De grootste gemene deler, ggd. Wat het is en hoe het te berekenen.
- Opmerking: Het ontbinden in priemfactoren van een getal: de priemgetallen vinden die zich vermenigvuldigen om dat getal te maken.
- Stel dat wanneer het getal "t" het getal "a" deelt, de rest nul is.
- Als we kijken naar de ontbinding in priemfactoren van "a" en "t", vinden we dat:
- 1) alle priemfactoren van "t" zijn ook priemfactoren van "a" en
- and
- 2) de exponenten van de priemfactoren van "t" zijn gelijk aan of kleiner dan de exponenten van de priemfactoren van "a" (zie de * opmerking hieronder)

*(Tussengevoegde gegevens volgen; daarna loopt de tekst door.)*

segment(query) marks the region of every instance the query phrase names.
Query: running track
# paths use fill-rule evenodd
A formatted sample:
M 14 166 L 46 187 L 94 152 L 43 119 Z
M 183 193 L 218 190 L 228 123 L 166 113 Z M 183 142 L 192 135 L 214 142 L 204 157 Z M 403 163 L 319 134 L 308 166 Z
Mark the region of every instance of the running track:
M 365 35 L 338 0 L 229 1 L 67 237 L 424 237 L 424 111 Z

- Het getal 12 is bijvoorbeeld een deler van het getal 60:
- 12 = 2 × 2 × 3 = 22 × 3
- 60 = 2 × 2 × 3 × 5 = 22 × 3 × 5
- * Opmerking: 23 = 2 × 2 × 2 = 8. We zeggen 2 tot de derde macht. In dit voorbeeld is 3 de exponent en 2 het grondtal. De exponent geeft aan hoe vaak het grondtal met zichzelf wordt vermenigvuldigd. 23 is het vermogen en 8 is de waarde van het vermogen.
- Als het getal "t" een gemene deler is van de getallen "a" en "b", dan:
- 1) "t" heeft alleen de priemfactoren die ook ingrijpen in de priemontbinding van "a" en "b".
- and
- 2) elke priemfactor van "t" heeft de kleinste exponenten ten opzichte van de priemfactoren van de getallen "a" en "b".
- Het getal 12 is bijvoorbeeld de gemene deler van de getallen 48 en 360. Hieronder vindt u hun ontbinding in priemfactoren:
- 12 = 22 × 3
- 48 = 24 × 3
- 360 = 23 × 32 × 5
- Je ziet dat het getal 12 alleen de priemfactoren heeft die ook voorkomen bij het ontbinden in priemfactoren van de getallen 48 en 360.
- Je kunt hierboven zien dat de getallen 48 en 360 verschillende gemeenschappelijke delers hebben: 2, 3, 4, 6, 8, 12, 24. Hiervan is 24 de grootste gemene deler (ggd) van 48 en 360.
- 24 = 2 × 2 × 2 × 3 = 23 × 3
- 48 = 24 × 3
- 360 = 23 × 32 × 5
- 24, de grootste gemene deler van de getallen 48 en 360, wordt berekend als het product van alle gemeenschappelijke priemfactoren van de twee getallen, genomen door de kleinste exponenten (de kleinste machten).
- Als twee getallen "a" en "b" geen andere gemene deler dan 1 hebben, ggd (a, b) = 1, dan worden de getallen "a" en "b" relatief priemgetal genoemd.
- Als "a" en "b" geen relatief priemgetal zijn, dan is elke gemene deler van "a" en "b" een deler van de grootste gemene deler van "a" en "b".
- Laten we een voorbeeld bekijken voor het berekenen van de grootste gemene deler, ggd, van de volgende getallen:
- 1.260 = 22 × 32
- 3.024 = 24 × 32 × 7
- 5.544 = 23 × 32 × 7 × 11
- ggd (1.260, 3.024, 5.544) = 22 × 32 = 252
- En nog een voorbeeld:
- 900 = 22 × 32 × 52
- 270 = 2 × 33 × 5
- 210 = 2 × 3 × 5 × 7
- ggd (900, 270, 210) = 2 × 3 × 5 = 30
- En nog een voorbeeld:
- 90 = 2 × 32 × 5
- 27 = 33
- 22 = 2 × 11
- ggd (90, 27, 22) = 1 - De drie getallen hebben geen priemfactoren gemeen, ze zijn relatief priemgetallen.